2) La vie privée est donc un espace dynamique. Mais ce qui la définit vraiment, c’est son contenu : quelque chose qui m’appartient et que j’ai tendance à vouloir garder pour moi. Ce contenu, il a une valeur : la valeur d’une liberté totale que j’ai à son égard, la valeur de son unicité, de sa rareté. Mais cette valeur est aussi liée à sa fragilité, à sa vulnérabilité. Nous souhaitons que cette vie privée dont nous pouvons jouir à notre guise reste intime car sa révélation contre notre volonté pourrait nous faire du mal, nous rendre vulnérable. C’est pourquoi elle doit être protégée, érigée en droit fondamental.

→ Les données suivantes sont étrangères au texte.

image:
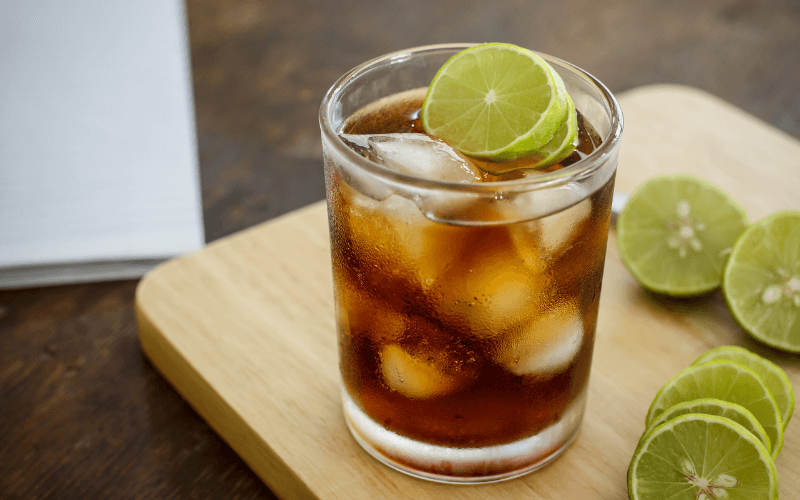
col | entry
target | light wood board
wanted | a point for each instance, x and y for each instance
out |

Notre vie privée n'est toutefois pas la seule. Il se trouve que le droit tolère aussi qu’une autorité enfreigne cette vie privée lorsque la vulnérabilité d’autrui est en jeu. C’est ce qui fait que l’état se permet de mettre sous surveillance des personnes présumées susceptibles d’actes terroristes. Le droit à la vie privée implique donc le devoir de ne pas en faire usage contre la vie (privée) d’autrui. Le droit protège donc aussi les vies privées, parfois l’une de l’autre.

3) Et qu’en est-il aujourd’hui ? La société contemporaine et ses innovations technologiques ne cessent de transformer notre rapport à la sphère privée, engendrant débats et rapports paradoxaux à la place actuelle de cet espace qui nous est propre. Les nouvelles lois, applications et plateformes sociales semblent offrir de nouveaux espaces, une extension de la vie privée tandis que la collecte massive des données et les traçages de plus en plus méthodiques et précis sont accusés de participer à son extinction, à la réduction de cette sphère qui nous semble alors en danger.

Ce paradoxe reste à résoudre. Il souligne toutefois un sentiment qui nous mène à une conclusion : le sentiment d’une perte de repères. Dans la simplicité bien réglée d’un monastère ou d’une communauté restreinte, la place de la vie intime est bien plus réduite mais aussi clairement délimitée. Or, les méthodes et pratiques multiples que proposent les espaces numériques nous offrent de nouveaux possibles mais nous détachent justement d’un rapport plus direct à un élément fondamental de la vie privée, un élément qui la constitue comme il la détermine : l’autre, le public. Le privé naît de son opposition au public et le dynamisme de cette opposition, changeant selon les contextes, est ce qui détermine le cadre de la vie privée. Il n’y a pas d’espace privé sans un espace public qui me donne de la valeur. Et ce qui fait la valeur d’une chose, c’est justement le fait qu’elle peut, malgré tout et toujours, être partagée. Peut-être que c’est ce que nous souhaitons préserver en disant que la vie privée est un droit fondamental : la possibilité de partager ce qui nous appartient d’abord exclusivement. Et comme la vie privée, le partage n’est rien sans l’autre.